Maybe I’ve just seen too many clichéd adverts (for 'seniors') featuring insipid people discussing their prize roses and pension plans as if that's all life has ever been about.  Overheard too many twee conversations in the supermarket about golf and jacuzzis.  Been surrounded by too many Middle Englanders with their misplaced pride and their nasty, petty prejudices, and read about too many opinionated arseholes with closed minds and tight lipped, mean-spirited ways.  I witnessed a trumped-up older man - a 'jobsworth' type - having a go at a younger man on the Tube as I made my way back from London on Friday (after a lovely day) and I felt ashamed to be closer to him in age than the subject of his ire.  Okay, so his 'fire' hadn't been damped down, but his attitude was so narrow, his sense of entitlement obnoxious.
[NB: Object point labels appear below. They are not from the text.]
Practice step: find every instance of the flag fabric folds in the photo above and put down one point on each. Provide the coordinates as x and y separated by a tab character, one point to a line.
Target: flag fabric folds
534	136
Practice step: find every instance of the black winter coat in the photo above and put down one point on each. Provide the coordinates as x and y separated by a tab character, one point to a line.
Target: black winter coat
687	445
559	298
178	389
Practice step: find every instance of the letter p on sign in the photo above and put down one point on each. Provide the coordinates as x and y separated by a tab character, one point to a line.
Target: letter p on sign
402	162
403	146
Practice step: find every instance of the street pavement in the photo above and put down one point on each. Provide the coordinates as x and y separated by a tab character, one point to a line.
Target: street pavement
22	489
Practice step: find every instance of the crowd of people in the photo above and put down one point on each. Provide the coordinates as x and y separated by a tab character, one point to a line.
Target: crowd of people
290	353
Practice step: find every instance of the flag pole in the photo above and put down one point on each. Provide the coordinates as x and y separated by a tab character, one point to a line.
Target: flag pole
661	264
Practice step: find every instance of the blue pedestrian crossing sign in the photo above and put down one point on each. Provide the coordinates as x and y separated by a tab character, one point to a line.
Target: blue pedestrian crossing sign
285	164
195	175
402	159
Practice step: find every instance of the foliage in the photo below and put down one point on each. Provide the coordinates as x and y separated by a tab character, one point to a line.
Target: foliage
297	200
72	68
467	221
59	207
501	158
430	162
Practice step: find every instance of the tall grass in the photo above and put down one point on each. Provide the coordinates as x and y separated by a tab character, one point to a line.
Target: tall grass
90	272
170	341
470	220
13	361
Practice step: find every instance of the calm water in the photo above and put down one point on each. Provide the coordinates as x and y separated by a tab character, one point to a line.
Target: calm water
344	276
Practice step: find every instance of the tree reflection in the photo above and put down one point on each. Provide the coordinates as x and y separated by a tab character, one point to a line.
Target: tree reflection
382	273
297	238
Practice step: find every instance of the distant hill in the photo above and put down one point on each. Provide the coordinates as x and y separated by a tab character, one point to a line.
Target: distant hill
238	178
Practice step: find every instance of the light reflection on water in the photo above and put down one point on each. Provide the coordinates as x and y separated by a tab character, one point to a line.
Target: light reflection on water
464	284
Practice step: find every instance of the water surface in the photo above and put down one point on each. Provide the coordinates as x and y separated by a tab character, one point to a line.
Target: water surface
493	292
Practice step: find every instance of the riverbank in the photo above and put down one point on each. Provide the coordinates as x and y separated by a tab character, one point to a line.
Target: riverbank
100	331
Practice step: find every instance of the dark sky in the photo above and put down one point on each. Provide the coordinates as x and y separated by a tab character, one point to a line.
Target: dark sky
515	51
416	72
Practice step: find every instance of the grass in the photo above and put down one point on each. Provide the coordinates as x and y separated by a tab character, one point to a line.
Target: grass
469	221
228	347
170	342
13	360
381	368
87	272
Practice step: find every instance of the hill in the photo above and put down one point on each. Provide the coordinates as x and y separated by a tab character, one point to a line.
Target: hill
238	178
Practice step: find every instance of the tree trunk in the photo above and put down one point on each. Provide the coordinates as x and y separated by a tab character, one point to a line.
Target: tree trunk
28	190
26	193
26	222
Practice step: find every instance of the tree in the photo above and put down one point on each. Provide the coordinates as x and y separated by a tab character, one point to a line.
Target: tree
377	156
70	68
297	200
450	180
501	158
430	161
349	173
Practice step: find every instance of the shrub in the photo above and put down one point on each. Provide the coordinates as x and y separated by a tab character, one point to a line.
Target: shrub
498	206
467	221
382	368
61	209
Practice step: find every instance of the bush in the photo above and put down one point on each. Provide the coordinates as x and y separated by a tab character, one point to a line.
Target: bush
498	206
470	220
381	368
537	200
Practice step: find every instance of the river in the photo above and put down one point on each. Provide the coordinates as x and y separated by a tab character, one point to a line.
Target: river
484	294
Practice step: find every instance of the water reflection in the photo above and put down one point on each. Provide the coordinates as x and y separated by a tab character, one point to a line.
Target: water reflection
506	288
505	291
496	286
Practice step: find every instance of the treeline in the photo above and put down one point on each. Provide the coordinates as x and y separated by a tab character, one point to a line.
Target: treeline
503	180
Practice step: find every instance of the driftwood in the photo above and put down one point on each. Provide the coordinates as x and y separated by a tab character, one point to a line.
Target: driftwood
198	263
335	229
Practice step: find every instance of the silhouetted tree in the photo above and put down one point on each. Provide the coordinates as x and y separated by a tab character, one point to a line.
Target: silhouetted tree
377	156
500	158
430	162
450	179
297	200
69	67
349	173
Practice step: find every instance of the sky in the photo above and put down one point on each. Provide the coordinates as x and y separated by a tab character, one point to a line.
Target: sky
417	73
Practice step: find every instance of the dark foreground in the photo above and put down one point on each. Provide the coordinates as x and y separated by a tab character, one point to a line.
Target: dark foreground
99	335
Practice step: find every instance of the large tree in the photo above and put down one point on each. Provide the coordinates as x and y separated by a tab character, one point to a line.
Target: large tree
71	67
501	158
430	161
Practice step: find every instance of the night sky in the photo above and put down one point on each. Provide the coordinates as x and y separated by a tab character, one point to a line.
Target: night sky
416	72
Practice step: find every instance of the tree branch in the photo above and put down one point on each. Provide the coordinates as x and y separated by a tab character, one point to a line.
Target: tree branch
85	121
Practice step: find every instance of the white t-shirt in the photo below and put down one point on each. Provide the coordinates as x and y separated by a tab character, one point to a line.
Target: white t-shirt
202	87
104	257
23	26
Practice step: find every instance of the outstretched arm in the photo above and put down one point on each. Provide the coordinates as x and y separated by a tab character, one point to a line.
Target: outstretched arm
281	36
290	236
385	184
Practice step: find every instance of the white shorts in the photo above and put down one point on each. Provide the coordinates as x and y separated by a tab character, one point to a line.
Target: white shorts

By contrast I then spent the longer part of my journey home sat with five great, bright young people...the difference pulled me up short.  After all, being a kind, decent person and keeping your edge are not mutually exclusive.

So, with the exception of good trousers, I'm just not ready for the straight and narrow, and the passing of another year has brought some things into sharp relief.  I reckon it's probably a good thing.  (Perhaps it'll help me blog more?)

Other than all that, though, I’m having a lovely birthday... :-)

Jarvis Cocker's new single has been my earworm of the week...it seems oddly apt.